本件は昨年締結された日豪米3カ国による「インド太平洋におけるインフラ投資に関する3機関パートナーシップ」のもとで実施される最初のプロジェクトであり、在パラオ日本大使館は「自由で開かれたインド太平洋を推進する日豪米3カ国による象徴的なプロジェクトになる」と伝えている。
それに先立つ昨年7月には、RTIとNECによって、JGA(Japan Guam Australia)北ケーブル、すなわちグアムから千葉県千倉につながる海底ケーブルの完成がアナウンスされた。
すでに完成していたグアムとオーストラリアを結ぶJGA南ケーブルは、オーストラリア国立学術研究ネットワークとRTIに加えて、アメリカのグーグルが投資をして敷設された。この日本とオーストラリアを結ぶ最短距離の最新ケーブル、JGAは、デジタル時代の日本とオーストラリアの関係の新しい絆となり動脈となる。

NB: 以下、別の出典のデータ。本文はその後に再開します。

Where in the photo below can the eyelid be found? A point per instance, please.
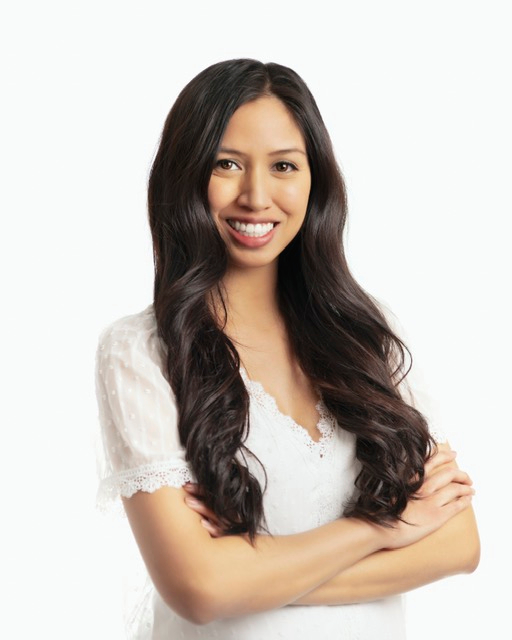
(219, 160)
(292, 166)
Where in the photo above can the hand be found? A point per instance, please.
(445, 492)
(209, 520)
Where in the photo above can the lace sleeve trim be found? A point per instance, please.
(149, 478)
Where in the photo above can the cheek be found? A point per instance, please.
(220, 194)
(294, 197)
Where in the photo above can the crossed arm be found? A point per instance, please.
(204, 575)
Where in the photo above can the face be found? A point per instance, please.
(259, 189)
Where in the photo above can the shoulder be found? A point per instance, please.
(134, 334)
(141, 325)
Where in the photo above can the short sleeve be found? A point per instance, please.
(141, 449)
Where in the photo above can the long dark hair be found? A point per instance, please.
(340, 336)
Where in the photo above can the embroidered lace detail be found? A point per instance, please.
(148, 477)
(326, 423)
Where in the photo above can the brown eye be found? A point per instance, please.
(285, 167)
(227, 165)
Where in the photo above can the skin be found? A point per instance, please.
(199, 572)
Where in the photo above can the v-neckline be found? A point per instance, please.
(325, 425)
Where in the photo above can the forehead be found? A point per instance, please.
(263, 124)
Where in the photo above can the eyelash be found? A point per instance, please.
(290, 165)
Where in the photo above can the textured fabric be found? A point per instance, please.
(308, 483)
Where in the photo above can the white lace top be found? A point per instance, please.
(309, 484)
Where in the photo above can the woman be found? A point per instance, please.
(255, 416)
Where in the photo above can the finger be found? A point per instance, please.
(442, 478)
(453, 492)
(456, 506)
(441, 457)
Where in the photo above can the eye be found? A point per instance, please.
(226, 164)
(285, 167)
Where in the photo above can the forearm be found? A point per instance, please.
(204, 578)
(277, 571)
(452, 549)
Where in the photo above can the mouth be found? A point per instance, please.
(252, 230)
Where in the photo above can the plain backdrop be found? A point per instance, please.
(416, 96)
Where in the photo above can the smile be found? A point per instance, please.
(250, 230)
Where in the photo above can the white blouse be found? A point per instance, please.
(309, 483)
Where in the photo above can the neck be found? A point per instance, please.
(251, 299)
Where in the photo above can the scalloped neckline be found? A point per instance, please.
(324, 425)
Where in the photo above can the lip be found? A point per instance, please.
(251, 220)
(247, 241)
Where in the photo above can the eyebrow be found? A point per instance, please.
(272, 153)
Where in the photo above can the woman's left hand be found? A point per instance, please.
(208, 519)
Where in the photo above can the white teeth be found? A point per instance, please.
(252, 230)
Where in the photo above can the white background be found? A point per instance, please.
(416, 96)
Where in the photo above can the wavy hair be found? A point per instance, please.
(340, 336)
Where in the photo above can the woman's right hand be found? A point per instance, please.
(445, 492)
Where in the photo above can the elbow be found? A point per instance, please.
(472, 557)
(197, 602)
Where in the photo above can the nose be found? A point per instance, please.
(255, 191)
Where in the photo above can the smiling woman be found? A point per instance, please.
(256, 417)
(259, 189)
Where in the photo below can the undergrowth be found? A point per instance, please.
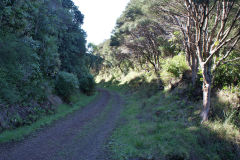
(78, 101)
(162, 126)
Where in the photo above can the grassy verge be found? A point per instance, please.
(79, 101)
(163, 126)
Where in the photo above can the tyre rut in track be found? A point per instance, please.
(80, 136)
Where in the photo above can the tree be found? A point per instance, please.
(217, 32)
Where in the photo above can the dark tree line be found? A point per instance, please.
(38, 40)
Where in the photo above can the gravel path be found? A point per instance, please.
(80, 136)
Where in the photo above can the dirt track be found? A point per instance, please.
(80, 136)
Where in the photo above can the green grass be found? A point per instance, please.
(165, 127)
(79, 101)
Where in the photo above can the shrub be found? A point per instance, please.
(66, 85)
(87, 84)
(176, 66)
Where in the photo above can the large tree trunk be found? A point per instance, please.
(206, 92)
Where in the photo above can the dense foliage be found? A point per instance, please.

このような日豪米の官民学による太平洋における海底ケーブルに関する活発な動きにはいくつかの地経学的な背景がある。現在まで、太平洋インターネットトラフィックの最も大きな流れはアメリカ西海岸から日本、そして、台湾沖を経由して香港、シンガポールとつながる経路である。この経路には何十本もの新旧海底ケーブルが敷設されている。
ところが、2000年以降、日本から南の部分のケーブルの切断が目立つようになった。ケーブルの切断は地震か、浅瀬であれば漁業の網や船の錨が主な原因となる。地震の頻発も事実だが、増加するこの海域の船舶の数が大きな原因と言われている。
JGA、すなわち、グアムを拠点とする日豪の新しい南北直結ケーブルは、アメリカ本土、ハワイとグアム、そして、グアムから東南アジアの東西をつなぐUS-SEA(US-South East Asia)とセットで計画されていて、上記の不安定海域を回避できる代替経路としての意味がある。